- Black Horse, Ohio Location in Ohio and the United States Black Horse, Ohio Black Horse, Ohio (the United States)
- Coordinates: 41°09′32″N 81°16′23″W﻿ / ﻿41.15889°N 81.27306°W
- Country: United States
- State: Ohio
- County: Portage
- Township: Ravenna
- Named after: Black Horse Tavern
- Elevation: 1,076 ft (328 m)
- Time zone: UTC−5 (EST)
- • Summer (DST): UTC−4 (EDT)
- ZIP codes: 44266
- Area codes: 330, 234
- GNIS feature ID: 1064442

= Black Horse, Ohio =

Black Horse, also spelled Blackhorse, is an unincorporated community in Portage County, Ohio, United States. It is located in western Ravenna Township and centered along Ohio State Route 59 at its intersection with Brady Lake Road, just west of the city limits of Ravenna. The community takes its name from the Black Horse Tavern, which was located on the north side of modern-day State Route 59 for much of the 19th century.

==History==
During the early settlement of the Connecticut Western Reserve, the Black Horse Tavern was a regular stop for stagecoaches heading west towards Kent, Cuyahoga Falls, and Akron as it was located at a fork in the trail. The tavern was built by David Greer, an early settler of Ravenna, sometime after his arrival in 1810. He operated it until 1834, when he sold it to a man named Backus, who is responsible to giving the tavern its name. The Black Horse name is believed to originate from one of two taverns of the same name in Massachusetts, either in Marlborough or Concord.

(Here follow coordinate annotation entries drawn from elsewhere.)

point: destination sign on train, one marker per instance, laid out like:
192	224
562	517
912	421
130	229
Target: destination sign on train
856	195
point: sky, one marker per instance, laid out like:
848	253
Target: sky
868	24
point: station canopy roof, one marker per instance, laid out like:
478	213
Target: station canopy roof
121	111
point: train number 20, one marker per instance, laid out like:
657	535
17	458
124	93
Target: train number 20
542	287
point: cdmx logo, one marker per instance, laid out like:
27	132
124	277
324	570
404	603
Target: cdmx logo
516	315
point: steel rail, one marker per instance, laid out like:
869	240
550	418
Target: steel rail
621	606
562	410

The tavern operated until 1894, when township residents voted to outlaw taverns and saloons, and around 1900, the building burned down. A new Black Horse Tavern was built on the south side of the road, a building that stood until 2014. The area was nearly renamed "Five Corners" in 1915, in reference to the intersection of modern-day State Route 59, Brady Lake Road, Wall Street, and Hoover Road, which was then the northern end of Lakewood Road. The change was opposed by several residents and the Ravenna Republican.